The BPOM has no jurisdiction to impose administrative sanctions on chemical distributors like Samudra Chemicals, Penny said, and had therefore handed that portion of the investigation over to the National Police.

In tandem with the police’s Criminal Investigation Department (Bareskrim), the BPOM is investigating whether the companies intentionally produced medicine that violated its safety regulations, which would be grounds for criminal charges.

“Whether it’s intentional depends on the [findings] of the ongoing investigation,” Penny said. “But what’s clear is that there is negligence in […] ensuring the quality of medicines.”

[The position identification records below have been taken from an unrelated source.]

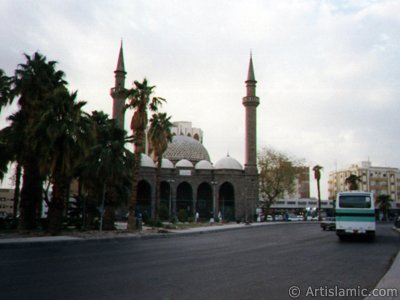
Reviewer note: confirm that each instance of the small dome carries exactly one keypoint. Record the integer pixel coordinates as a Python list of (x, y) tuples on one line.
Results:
[(184, 163), (166, 164), (184, 147), (228, 163), (146, 161), (203, 165)]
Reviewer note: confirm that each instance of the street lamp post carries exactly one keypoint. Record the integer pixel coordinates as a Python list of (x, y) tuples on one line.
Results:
[(214, 183)]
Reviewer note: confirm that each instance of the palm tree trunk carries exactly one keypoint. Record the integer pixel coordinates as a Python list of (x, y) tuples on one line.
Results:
[(31, 195), (157, 203), (135, 176), (57, 205), (319, 200), (17, 190)]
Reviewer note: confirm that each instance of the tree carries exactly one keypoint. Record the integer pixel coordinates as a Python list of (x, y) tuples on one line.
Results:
[(62, 137), (317, 175), (277, 175), (384, 204), (5, 89), (160, 135), (32, 83), (139, 99), (109, 165), (352, 182)]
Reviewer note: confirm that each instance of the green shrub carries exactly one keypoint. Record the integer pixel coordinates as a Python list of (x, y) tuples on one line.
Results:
[(182, 215), (163, 212)]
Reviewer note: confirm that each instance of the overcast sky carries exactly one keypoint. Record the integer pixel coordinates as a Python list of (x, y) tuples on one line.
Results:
[(328, 71)]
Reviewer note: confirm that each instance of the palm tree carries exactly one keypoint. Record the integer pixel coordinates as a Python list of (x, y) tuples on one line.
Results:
[(62, 137), (139, 99), (160, 135), (383, 203), (5, 89), (317, 175), (352, 182), (109, 165), (32, 83)]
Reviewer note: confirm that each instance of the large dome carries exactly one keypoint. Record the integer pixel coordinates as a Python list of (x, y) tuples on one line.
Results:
[(184, 147)]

The BPOM previously said that drug manufacturers found to have produced toxic medicines could be charged under a provision of the 2009 Health Law that carries a maximum sentence of ten years in prison.

Penny went on to say that the BPOM had also revoked the licenses of two pharmaceutical distributors (PBF), PT Megasetia Agung Kimia and PT Tirta Buana Kemindo, for failing to comply with the agency’s rules of good distribution practice (CDOB).

Health authorities have so far reported 320 AKI cases – mostly in infants – with 195 fatalities since January.

Health Ministry spokesman Mohammad Syahril said on Monday that new cases began to slow down after the government placed a temporary ban on the sale of all prescription and over-the-counter medicinal syrups on Oct. 18.

The government, he said, had imported 246 vials of fomepizole – a treatment for AKI – and the drug had shown good results.